おずおずといった感じで、近寄ってきた美智代さんは、「夫が数カ月前に大腸がんになりまして……」と話し始めた。
美智代さんの相談内容を端的に言えば、夫ががんに罹患後の家計の見直しについてだったのだが、家計が困窮している大きな理由は、夫がワンマンで、すべてに対して非協力的な点にある。
これまでも美智代さんは、夫から必要最低限の生活費を渡されるのみで、収入がどれくらいか、貯金通帳の残高がいくらあるのか正確に知らされていない(おそらく、夫はそんなには貯めていないようだと美智代さんは言うが……)。
がんに罹患した後は、さらにその傾向が強くなり、「俺の人生は俺のモノだ。がんで、もうすぐ死ぬかもしれないなら、残りの人生は、好き勝手に生きる」と公言してはばからないのだという。
幸い医療費はそんなに大きな負担にはならなかったが、もし再発したら、またお金がかかるだろうし、夫が働いてくれないと経営している商店は回らず、収入がなくなってしまう。

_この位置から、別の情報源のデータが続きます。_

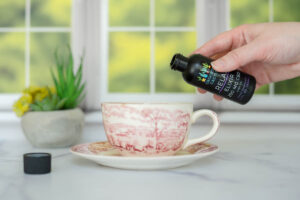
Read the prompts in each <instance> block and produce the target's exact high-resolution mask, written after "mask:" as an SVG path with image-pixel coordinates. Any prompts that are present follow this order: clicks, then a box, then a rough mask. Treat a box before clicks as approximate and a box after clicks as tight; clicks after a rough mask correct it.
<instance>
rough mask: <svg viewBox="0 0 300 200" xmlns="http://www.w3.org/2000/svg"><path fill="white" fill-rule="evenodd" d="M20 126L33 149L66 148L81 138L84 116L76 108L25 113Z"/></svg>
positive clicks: (75, 143) (73, 143)
mask: <svg viewBox="0 0 300 200" xmlns="http://www.w3.org/2000/svg"><path fill="white" fill-rule="evenodd" d="M21 124H22V129H23V132H24V134H25V136H26V138H27V139H28V141H29V142H30V143H31V144H32V145H33V146H35V147H42V148H60V147H68V146H71V145H74V144H76V142H77V141H78V140H79V139H80V138H81V135H82V130H83V125H84V114H83V112H82V111H81V110H80V109H78V108H76V109H70V110H58V111H45V112H27V113H26V114H25V115H24V116H23V117H22V120H21Z"/></svg>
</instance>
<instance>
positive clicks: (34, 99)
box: [34, 87, 49, 101]
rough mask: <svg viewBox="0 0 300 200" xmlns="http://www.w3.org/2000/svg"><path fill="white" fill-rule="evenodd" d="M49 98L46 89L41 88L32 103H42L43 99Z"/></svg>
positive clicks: (46, 90) (34, 97)
mask: <svg viewBox="0 0 300 200" xmlns="http://www.w3.org/2000/svg"><path fill="white" fill-rule="evenodd" d="M47 96H49V92H48V89H47V88H45V87H44V88H41V89H40V91H39V92H38V93H36V94H35V96H34V101H42V100H43V99H44V98H45V97H47Z"/></svg>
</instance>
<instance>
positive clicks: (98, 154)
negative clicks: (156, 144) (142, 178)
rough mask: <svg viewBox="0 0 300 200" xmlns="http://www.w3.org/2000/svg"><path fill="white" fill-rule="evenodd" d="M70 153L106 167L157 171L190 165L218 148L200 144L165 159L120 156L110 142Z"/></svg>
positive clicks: (211, 146)
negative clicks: (112, 146)
mask: <svg viewBox="0 0 300 200" xmlns="http://www.w3.org/2000/svg"><path fill="white" fill-rule="evenodd" d="M70 151H71V152H72V153H73V154H74V155H77V156H80V157H83V158H85V159H89V160H92V161H94V162H96V163H98V164H101V165H104V166H109V167H114V168H119V169H137V170H155V169H156V170H157V169H168V168H176V167H181V166H184V165H188V164H190V163H192V162H194V161H196V160H199V159H201V158H204V157H206V156H209V155H212V154H214V153H216V152H217V151H218V146H216V145H213V144H207V143H199V144H195V145H192V146H190V147H188V148H187V149H184V150H180V151H179V152H177V153H176V155H174V156H163V157H125V156H120V154H119V152H118V150H117V149H115V148H114V147H112V146H111V145H110V144H109V143H108V142H94V143H88V144H79V145H76V146H73V147H72V148H71V149H70Z"/></svg>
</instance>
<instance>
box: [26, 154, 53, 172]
mask: <svg viewBox="0 0 300 200" xmlns="http://www.w3.org/2000/svg"><path fill="white" fill-rule="evenodd" d="M23 163H24V173H26V174H46V173H50V171H51V154H49V153H26V154H24V155H23Z"/></svg>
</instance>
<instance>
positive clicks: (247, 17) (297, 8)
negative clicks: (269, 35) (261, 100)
mask: <svg viewBox="0 0 300 200" xmlns="http://www.w3.org/2000/svg"><path fill="white" fill-rule="evenodd" d="M230 3H231V18H230V20H231V24H230V25H231V27H236V26H238V25H241V24H245V23H259V22H285V21H300V13H299V9H298V8H299V7H300V2H299V1H297V0H251V1H239V0H231V2H230ZM253 13H255V14H253ZM256 93H257V94H270V95H274V94H275V95H282V94H300V77H299V78H295V79H293V80H287V81H282V82H279V83H275V84H270V86H268V85H266V86H263V87H261V88H260V89H259V90H258V91H256Z"/></svg>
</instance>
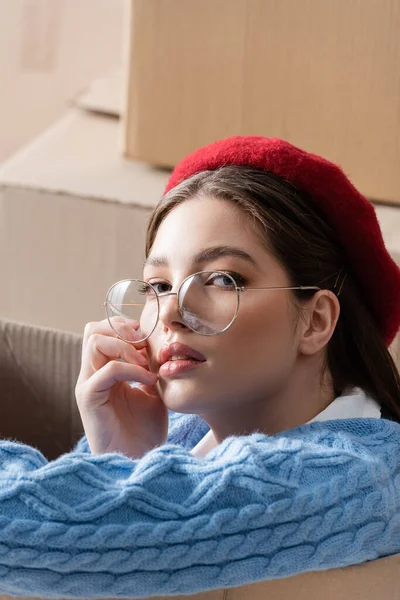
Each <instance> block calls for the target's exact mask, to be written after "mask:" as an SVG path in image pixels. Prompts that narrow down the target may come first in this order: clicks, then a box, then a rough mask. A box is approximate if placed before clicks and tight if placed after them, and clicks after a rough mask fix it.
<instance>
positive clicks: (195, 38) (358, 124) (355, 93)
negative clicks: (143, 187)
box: [124, 0, 400, 202]
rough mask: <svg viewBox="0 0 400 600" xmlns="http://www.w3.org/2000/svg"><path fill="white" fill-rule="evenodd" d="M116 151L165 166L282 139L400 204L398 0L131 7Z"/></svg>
mask: <svg viewBox="0 0 400 600" xmlns="http://www.w3.org/2000/svg"><path fill="white" fill-rule="evenodd" d="M130 7H131V15H130V24H131V36H130V43H129V47H128V67H129V70H128V75H127V85H126V94H125V109H124V113H125V114H124V137H125V141H124V151H125V154H126V156H128V157H131V158H133V159H140V160H145V161H148V162H149V163H152V164H156V165H168V166H174V165H175V164H176V163H177V162H178V161H179V160H181V159H182V158H183V157H184V156H185V155H186V154H187V153H189V152H191V151H193V150H194V149H195V148H197V147H199V146H202V145H204V144H208V143H210V142H213V141H215V140H217V139H220V138H224V137H227V136H231V135H264V136H272V137H279V138H283V139H285V140H287V141H289V142H292V143H293V144H295V145H298V146H300V147H302V148H304V149H306V150H309V151H311V152H315V153H316V154H320V155H322V156H324V157H326V158H327V159H330V160H332V161H334V162H336V163H338V164H340V165H341V166H342V167H343V168H344V170H345V172H346V173H347V174H348V175H349V176H350V177H351V179H352V181H353V182H354V184H355V185H356V186H357V187H358V188H359V189H360V190H361V191H362V192H363V193H364V194H365V195H366V196H368V197H369V198H371V199H377V200H384V201H392V202H400V168H399V166H400V143H399V140H400V128H399V127H398V123H399V113H400V94H399V89H400V54H399V52H398V48H399V44H398V32H399V30H400V5H399V3H398V1H397V0H384V1H381V2H376V0H364V1H363V2H362V3H361V4H360V2H359V0H349V1H347V2H332V1H331V0H308V1H307V2H304V1H303V2H299V1H298V0H284V1H281V2H275V1H273V0H218V2H215V0H202V1H201V2H198V0H173V1H171V0H130Z"/></svg>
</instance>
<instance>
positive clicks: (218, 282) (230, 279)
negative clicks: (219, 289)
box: [206, 272, 245, 289]
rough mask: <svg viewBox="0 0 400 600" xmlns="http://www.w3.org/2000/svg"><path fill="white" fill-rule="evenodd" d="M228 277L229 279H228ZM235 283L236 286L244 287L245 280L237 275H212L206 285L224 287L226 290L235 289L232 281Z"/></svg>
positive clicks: (239, 275)
mask: <svg viewBox="0 0 400 600" xmlns="http://www.w3.org/2000/svg"><path fill="white" fill-rule="evenodd" d="M229 275H230V277H229ZM231 278H232V279H233V280H234V281H235V283H236V285H237V286H240V285H244V284H245V279H244V277H242V276H241V275H239V273H230V272H229V273H228V272H227V273H213V274H212V275H210V277H209V278H208V279H207V282H206V285H215V286H217V287H224V288H228V289H236V286H235V287H234V286H233V284H232V279H231Z"/></svg>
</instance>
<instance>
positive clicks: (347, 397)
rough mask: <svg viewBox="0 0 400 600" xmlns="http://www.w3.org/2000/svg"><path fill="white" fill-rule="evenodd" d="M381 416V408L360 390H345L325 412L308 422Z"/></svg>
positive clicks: (330, 404) (375, 417)
mask: <svg viewBox="0 0 400 600" xmlns="http://www.w3.org/2000/svg"><path fill="white" fill-rule="evenodd" d="M380 416H381V407H380V405H379V404H378V402H376V400H374V399H373V398H371V397H370V396H367V394H366V393H365V392H363V390H361V389H360V388H353V389H347V390H345V391H344V392H343V393H342V394H341V395H340V396H338V397H337V398H335V400H333V402H331V403H330V404H329V405H328V406H327V407H326V408H325V409H324V410H323V411H321V412H320V413H318V415H316V416H315V417H314V418H313V419H311V420H310V421H307V423H312V422H313V421H329V420H330V419H354V418H376V419H379V418H380Z"/></svg>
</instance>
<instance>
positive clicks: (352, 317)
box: [146, 166, 400, 422]
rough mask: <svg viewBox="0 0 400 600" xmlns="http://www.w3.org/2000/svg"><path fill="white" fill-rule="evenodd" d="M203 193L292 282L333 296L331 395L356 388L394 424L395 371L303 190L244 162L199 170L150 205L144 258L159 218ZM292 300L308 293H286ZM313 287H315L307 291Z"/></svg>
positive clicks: (332, 247) (153, 240) (150, 243)
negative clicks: (238, 217)
mask: <svg viewBox="0 0 400 600" xmlns="http://www.w3.org/2000/svg"><path fill="white" fill-rule="evenodd" d="M199 195H207V196H211V197H214V198H217V199H218V198H220V199H224V200H228V201H230V202H233V203H234V204H236V205H237V206H240V207H241V208H242V209H243V210H244V211H245V212H246V213H247V214H248V215H250V216H251V217H252V219H253V222H254V223H255V224H256V226H257V227H256V231H257V232H258V233H259V235H261V238H262V241H263V243H264V244H265V245H266V247H267V249H268V250H269V251H270V252H271V253H272V254H273V255H274V256H275V258H276V259H277V260H278V261H279V262H280V264H281V265H282V266H283V267H284V269H285V270H286V272H287V273H288V276H289V279H290V280H291V284H290V285H293V286H297V285H303V286H318V287H321V288H324V289H331V290H332V291H335V292H336V293H337V295H339V291H340V297H339V299H340V316H339V319H338V322H337V325H336V328H335V331H334V333H333V335H332V337H331V339H330V341H329V343H328V345H327V352H326V360H325V364H324V368H328V369H329V372H330V374H331V377H332V380H333V386H334V392H335V396H337V395H339V394H341V393H342V392H343V391H344V389H345V388H347V386H356V387H359V388H361V389H363V390H364V391H365V392H366V393H367V394H369V395H370V396H371V397H373V398H374V399H375V400H376V401H377V402H378V403H379V404H380V405H381V407H382V416H384V417H385V418H390V419H393V420H396V421H398V422H400V377H399V373H398V370H397V368H396V365H395V363H394V361H393V358H392V356H391V355H390V352H389V350H388V349H387V348H386V345H385V343H384V340H383V337H382V335H381V333H380V331H379V330H378V326H377V324H376V322H375V320H374V318H373V315H372V313H371V310H370V307H369V306H368V304H367V300H366V298H365V294H363V293H362V291H361V289H360V288H359V285H358V282H357V279H356V277H355V276H354V273H353V272H352V270H351V266H350V265H349V264H348V263H347V261H346V257H345V254H344V251H343V248H342V247H341V245H340V243H339V240H338V239H337V236H336V234H335V232H334V231H333V230H332V228H331V227H330V226H329V225H328V224H327V223H326V221H325V220H324V218H323V216H322V215H321V214H319V213H318V210H317V209H316V207H315V206H313V203H312V201H311V200H310V198H309V197H308V195H307V194H306V193H304V192H302V191H300V190H298V189H297V188H295V187H294V186H293V185H292V184H291V183H289V182H287V181H286V180H284V179H282V178H281V177H279V176H277V175H274V174H272V173H269V172H267V171H264V170H261V169H255V168H252V167H246V166H225V167H221V168H219V169H218V170H215V171H202V172H201V173H198V174H196V175H193V176H192V177H190V178H188V179H187V180H185V181H183V182H182V183H180V184H179V185H177V186H176V187H174V188H173V189H171V190H170V191H169V192H168V193H167V194H166V195H165V196H164V198H162V200H161V201H160V202H159V204H158V205H157V206H156V208H155V209H154V212H153V214H152V216H151V218H150V222H149V226H148V230H147V236H146V257H147V256H148V255H149V253H150V251H151V247H152V245H153V243H154V239H155V236H156V233H157V230H158V227H159V226H160V224H161V222H162V221H163V220H164V219H165V217H166V216H167V215H168V213H169V212H170V211H171V210H172V209H173V208H174V207H175V206H177V205H179V204H181V203H182V202H183V201H185V200H187V199H189V198H191V197H193V196H199ZM293 293H294V296H293V299H294V300H295V305H296V306H297V307H300V305H301V303H300V300H301V299H302V298H303V299H304V297H305V294H309V293H310V292H307V291H301V290H296V291H294V292H293ZM311 293H315V292H311Z"/></svg>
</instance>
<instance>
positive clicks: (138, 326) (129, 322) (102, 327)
mask: <svg viewBox="0 0 400 600" xmlns="http://www.w3.org/2000/svg"><path fill="white" fill-rule="evenodd" d="M110 320H111V322H112V323H113V324H115V327H116V329H117V330H118V331H119V332H120V335H121V337H126V339H130V338H131V337H132V336H133V335H134V334H132V329H133V330H134V331H135V329H138V328H139V322H138V321H133V320H132V321H130V320H129V319H126V318H125V317H111V319H110ZM97 333H98V334H101V335H108V336H110V337H115V338H117V337H118V336H117V334H116V332H115V331H114V329H113V328H112V327H111V325H110V323H109V321H108V319H103V320H102V321H93V322H90V323H87V324H86V326H85V329H84V333H83V343H82V356H83V354H84V352H85V350H86V346H87V343H88V341H89V339H90V337H91V336H92V335H95V334H97ZM125 343H128V342H125ZM132 345H133V344H132ZM146 345H147V342H146V341H144V342H135V343H134V346H135V348H137V349H141V348H144V347H145V346H146Z"/></svg>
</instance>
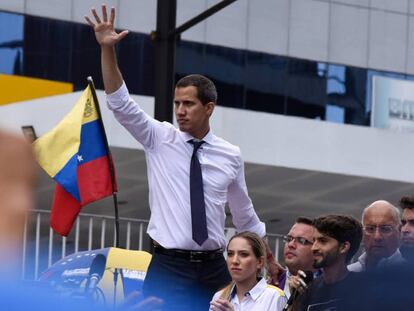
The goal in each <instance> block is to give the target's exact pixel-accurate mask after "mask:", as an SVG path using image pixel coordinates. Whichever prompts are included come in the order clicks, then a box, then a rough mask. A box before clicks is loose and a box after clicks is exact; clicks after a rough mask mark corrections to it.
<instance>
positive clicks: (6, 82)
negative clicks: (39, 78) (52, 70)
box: [0, 74, 73, 106]
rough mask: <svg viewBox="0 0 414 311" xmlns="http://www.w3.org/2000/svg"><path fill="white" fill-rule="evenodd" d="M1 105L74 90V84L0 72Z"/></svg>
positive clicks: (0, 98)
mask: <svg viewBox="0 0 414 311" xmlns="http://www.w3.org/2000/svg"><path fill="white" fill-rule="evenodd" d="M0 85H1V96H0V106H1V105H6V104H11V103H15V102H19V101H24V100H30V99H35V98H40V97H47V96H52V95H59V94H66V93H71V92H73V84H72V83H66V82H57V81H50V80H44V79H36V78H28V77H21V76H12V75H4V74H0Z"/></svg>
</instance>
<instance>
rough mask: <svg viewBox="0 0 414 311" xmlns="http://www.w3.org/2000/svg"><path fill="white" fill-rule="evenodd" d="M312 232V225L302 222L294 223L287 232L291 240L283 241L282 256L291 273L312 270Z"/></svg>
mask: <svg viewBox="0 0 414 311" xmlns="http://www.w3.org/2000/svg"><path fill="white" fill-rule="evenodd" d="M314 234H315V229H314V227H312V226H310V225H306V224H302V223H296V224H294V225H293V227H292V228H291V229H290V231H289V233H288V234H287V237H288V239H289V240H290V239H291V241H289V242H288V241H287V242H285V248H284V258H285V264H286V266H287V267H288V268H289V271H290V272H291V273H292V274H296V273H297V271H298V270H304V271H306V270H312V264H313V255H312V244H313V241H314ZM301 238H302V239H301ZM300 241H302V243H300ZM303 242H304V243H305V244H303Z"/></svg>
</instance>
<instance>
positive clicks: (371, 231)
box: [364, 225, 395, 235]
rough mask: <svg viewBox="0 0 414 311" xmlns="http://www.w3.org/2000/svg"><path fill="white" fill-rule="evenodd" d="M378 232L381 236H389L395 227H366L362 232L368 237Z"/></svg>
mask: <svg viewBox="0 0 414 311" xmlns="http://www.w3.org/2000/svg"><path fill="white" fill-rule="evenodd" d="M377 229H378V231H379V233H380V234H381V235H390V234H391V233H393V232H394V229H395V227H394V226H392V225H381V226H374V225H367V226H364V231H365V233H366V234H368V235H373V234H375V232H376V231H377Z"/></svg>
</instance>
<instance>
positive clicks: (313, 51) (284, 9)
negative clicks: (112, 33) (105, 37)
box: [0, 0, 414, 74]
mask: <svg viewBox="0 0 414 311" xmlns="http://www.w3.org/2000/svg"><path fill="white" fill-rule="evenodd" d="M101 2H102V1H96V0H0V9H1V10H7V11H12V12H19V13H24V14H32V15H39V16H46V17H51V18H56V19H63V20H71V21H75V22H82V23H83V22H84V21H83V16H84V15H85V14H88V12H89V9H90V7H92V6H96V7H98V8H99V6H100V3H101ZM217 2H219V0H178V10H177V25H180V24H182V23H183V22H184V21H186V20H188V19H189V18H191V17H193V16H195V15H196V14H198V13H200V12H202V11H203V10H205V9H206V8H208V7H210V6H212V5H214V4H215V3H217ZM106 3H107V5H108V6H112V5H113V6H115V7H116V8H117V12H118V17H119V18H118V19H117V21H116V26H117V27H119V28H126V29H130V30H132V31H137V32H142V33H149V32H150V31H151V30H154V29H155V22H156V6H157V0H111V1H106ZM413 13H414V4H413V1H409V0H238V1H237V2H235V3H233V4H232V5H230V6H229V7H227V8H226V9H224V10H222V11H221V12H219V13H217V14H216V15H214V16H212V17H210V18H209V19H208V20H207V21H205V22H203V23H201V24H199V25H197V26H196V27H194V28H192V29H190V30H188V31H187V32H185V33H184V34H183V36H182V37H183V39H185V40H191V41H197V42H206V43H211V44H217V45H222V46H227V47H234V48H240V49H249V50H254V51H263V52H268V53H271V54H278V55H286V56H292V57H299V58H304V59H310V60H317V61H324V62H325V61H326V62H333V63H340V64H346V65H352V66H358V67H367V68H373V69H379V70H387V71H395V72H402V73H408V74H414V57H412V56H413V55H414V16H413V15H412V14H413Z"/></svg>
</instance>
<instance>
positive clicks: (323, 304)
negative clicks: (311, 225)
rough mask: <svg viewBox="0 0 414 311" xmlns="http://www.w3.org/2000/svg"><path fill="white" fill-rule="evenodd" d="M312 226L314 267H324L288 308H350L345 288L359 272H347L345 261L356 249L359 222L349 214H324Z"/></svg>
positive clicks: (291, 309) (346, 264)
mask: <svg viewBox="0 0 414 311" xmlns="http://www.w3.org/2000/svg"><path fill="white" fill-rule="evenodd" d="M313 226H314V228H315V235H314V239H315V241H314V243H313V245H312V247H311V249H312V253H313V267H314V268H317V269H323V274H322V275H321V276H320V277H318V278H316V279H315V280H313V282H312V283H311V284H310V285H309V286H308V288H307V289H306V290H305V292H304V293H303V294H302V295H300V296H299V297H298V299H296V300H295V301H294V303H293V305H292V308H291V309H290V310H293V311H296V310H299V311H305V310H307V311H322V310H353V309H349V308H346V305H347V304H348V300H350V299H349V298H350V297H349V295H348V291H349V289H350V288H352V287H353V286H354V285H355V283H356V282H357V281H358V279H359V276H358V275H359V274H358V273H353V272H349V271H348V269H347V263H348V262H349V261H350V260H351V258H352V257H353V256H354V254H355V253H356V252H357V250H358V248H359V245H360V242H361V239H362V226H361V223H360V222H359V221H358V220H356V219H355V218H353V217H350V216H345V215H326V216H320V217H318V218H316V219H315V220H314V221H313ZM351 300H352V299H351Z"/></svg>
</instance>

子どもは3人いて、末子はまだ大学生。「子どもにまだお金がかかる時期だし、とにかく、お父さんに今何かあると本当に困るんです。でもとにかく自分勝手な人で、私たちのことなんか、まったく考えてくれません」と美智代さんは途方に暮れている。
さらに美智代さんを不安にさせているのが、夫が大の保険嫌いで、医療保険やがん保険はもとより、死亡保険にも入っていないことだ。
「自営業ですから、遺族年金もそんなにもらえないと聞いていますし、蓄えもそうあるわけではありません。もし主人に何かあった場合、私や3人の子どもたち、同居している義父母がどう生活していけば良いのか……せめて保険に入っていてくれていれば多少は安心なんですけど、主人は、昔から“保険は不幸の宝くじ”だからと言って、入ろうとはしてくれませんでした」と美智代さんは嘆いている。
夫の意見はこうだ。保険はギャンブルと同じで「胴元」である保険会社が絶対損しない仕組みになっている。働き盛りの人が死亡するといった偶然の不幸が発生すると、まとまったお金(保険金)が支払われる。死亡確率は低いので、たいていは元を取ることはできない。取れたとしても、それは幸せなことではない。それが保険という商品なのだ、と。
夫の考えも一理あるが、妻の気持ちもよくわかる。